I’ll keep saying it until I get a few more news editors on board: Women still face serious barriers to elected office and a career in politics. It’s no coincidence that outgoing House Speaker Nancy Pelosi is still often pictured as the only woman in rooms full of men.
“From society’s attitude toward women in leadership, to young people in leadership, to Native Americans in leadership, and of course, the role of money in politics, these barriers braid together to form a sort of velvet rope outside an exclusive [political] club,” wrote Christina Haswood, a young Native American woman recently re-elected to the Kansas State House, in a piece for the Topeka Capital Journal, recently. She ran her first campaign from her childhood bedroom, meanwhile, her better-funded male opponent’s campaign tried to slut-shame her before losing the election to her.
We need to listen to more women like Ms. Haswood and Ms. Syed and let their perspectives shift our own. Yes, we can train hundreds of women to run for office, but if we want the halls of power to look like and be reflective of our country, we need to first persuade more young women to think of themselves as political in the first place. It’s about broadening the political talent pipeline and challenging a culture in which we hail the breaking of records by individuals too often, and too seldom probe the remaining systemic barriers that remain unchallenged.

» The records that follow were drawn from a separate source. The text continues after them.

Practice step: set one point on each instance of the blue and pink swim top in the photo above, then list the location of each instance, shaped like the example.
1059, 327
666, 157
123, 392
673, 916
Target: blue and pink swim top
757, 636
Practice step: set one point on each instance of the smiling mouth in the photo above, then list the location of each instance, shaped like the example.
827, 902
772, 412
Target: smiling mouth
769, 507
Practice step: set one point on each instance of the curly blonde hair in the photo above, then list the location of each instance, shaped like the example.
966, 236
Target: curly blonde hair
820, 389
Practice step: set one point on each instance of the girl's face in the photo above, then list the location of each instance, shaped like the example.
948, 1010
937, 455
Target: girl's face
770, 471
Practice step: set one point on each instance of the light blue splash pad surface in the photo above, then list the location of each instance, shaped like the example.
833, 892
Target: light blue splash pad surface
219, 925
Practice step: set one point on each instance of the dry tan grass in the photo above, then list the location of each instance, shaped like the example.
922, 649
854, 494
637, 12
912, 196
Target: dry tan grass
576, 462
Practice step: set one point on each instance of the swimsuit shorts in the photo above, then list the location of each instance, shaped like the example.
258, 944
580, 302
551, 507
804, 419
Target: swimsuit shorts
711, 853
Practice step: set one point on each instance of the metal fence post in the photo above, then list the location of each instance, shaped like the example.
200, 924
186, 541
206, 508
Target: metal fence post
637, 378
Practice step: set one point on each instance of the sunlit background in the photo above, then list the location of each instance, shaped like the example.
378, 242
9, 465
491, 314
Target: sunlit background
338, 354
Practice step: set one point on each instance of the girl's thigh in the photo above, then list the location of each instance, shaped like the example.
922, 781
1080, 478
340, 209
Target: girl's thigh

We know that recognition is critical to elevating and celebrating the type of innovative reporting that we need to effectively shift the narrative. We should honor journalists who have excelled at deepening the conversation around young women’s political leadership. We should spotlight reporting that exposes barriers women must successfully overcome to run for office and that challenges readers to re-think their own biases against women’s ambition and what a ‘politician’ looks like.

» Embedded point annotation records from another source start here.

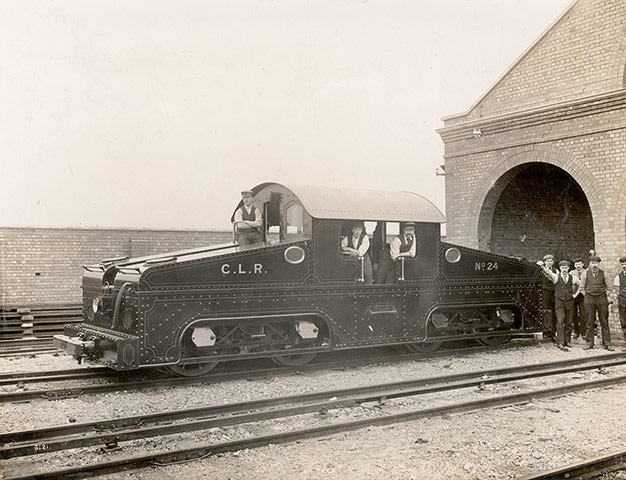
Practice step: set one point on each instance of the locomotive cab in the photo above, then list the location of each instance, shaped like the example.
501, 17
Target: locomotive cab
296, 293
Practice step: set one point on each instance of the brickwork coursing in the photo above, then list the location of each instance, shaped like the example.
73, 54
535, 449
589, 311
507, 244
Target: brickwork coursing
582, 54
562, 104
560, 109
44, 265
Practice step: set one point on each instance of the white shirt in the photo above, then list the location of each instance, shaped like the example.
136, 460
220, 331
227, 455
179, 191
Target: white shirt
365, 245
239, 218
396, 243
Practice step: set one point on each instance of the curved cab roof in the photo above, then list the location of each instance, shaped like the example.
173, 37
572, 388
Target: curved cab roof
361, 204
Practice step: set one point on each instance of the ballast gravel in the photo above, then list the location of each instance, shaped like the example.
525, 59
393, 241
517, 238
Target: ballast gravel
500, 443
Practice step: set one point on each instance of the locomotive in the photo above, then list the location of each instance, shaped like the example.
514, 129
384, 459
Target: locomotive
295, 295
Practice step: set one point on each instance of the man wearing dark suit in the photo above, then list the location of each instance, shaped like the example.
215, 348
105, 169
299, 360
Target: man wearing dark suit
595, 285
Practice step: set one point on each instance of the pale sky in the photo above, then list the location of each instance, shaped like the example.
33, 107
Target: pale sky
155, 114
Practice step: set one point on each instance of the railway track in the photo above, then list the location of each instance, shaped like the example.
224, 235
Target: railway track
129, 381
589, 468
111, 432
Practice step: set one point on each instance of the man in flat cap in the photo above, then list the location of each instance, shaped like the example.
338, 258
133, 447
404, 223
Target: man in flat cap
580, 319
564, 287
547, 299
404, 245
248, 222
620, 290
595, 285
357, 245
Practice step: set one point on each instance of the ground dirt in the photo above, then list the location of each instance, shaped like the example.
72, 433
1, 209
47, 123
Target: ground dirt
494, 443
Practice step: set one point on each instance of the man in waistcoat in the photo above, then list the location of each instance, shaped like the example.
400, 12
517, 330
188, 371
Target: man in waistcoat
357, 246
620, 290
248, 222
580, 319
404, 245
547, 299
595, 285
564, 287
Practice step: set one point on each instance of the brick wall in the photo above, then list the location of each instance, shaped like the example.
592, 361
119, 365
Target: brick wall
561, 106
44, 265
584, 53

The Pulitzer Center on Crisis Reporting is seeking applications for investigative data-driven projects on issues related to gender equality and the empowerment of women and girls. International Women’s Media Foundation provides grants for women journalists. These are important opportunities. I would also encourage major funders of journalism such as those involved in the Solutions Journalism Network to consider that where women are concerned, promoting a deeper look at deep-seated barriers is often an important first step. I am surprised that gender equity is not a focus of the group’s work alongside other important issues like racial equity, democracy, and climate solutions.
A good example of “problems journalism” in this regard happened in 2018. That’s when the Pulitzer Center awarded its 2018 prize for public service journalism to the reporters who uncovered sexual abuse by the producer Harvey Weinstein. My point is that reporting is often best at making barriers visible when it details exactly how and why they exist. We shouldn’t just ignore the barriers if we’re seeking to tear them down.
Narrative storytelling amongst women who’ve successfully run for office, and those who have tried and come up short, need not necessarily happen exclusively in the media, either. Often the most successful conversations on this level happen in-person and at the local level, for example, at conferences where young women are encouraged to explore and declare their ambitions to run for office. My vision of success is a world where women talk often and openly about the barriers they may have overcome but that still affect other women, in a variety of forums. Right now, we’re a little too focused on how well some have done. But that means we’re shying away from addressing the real challenge.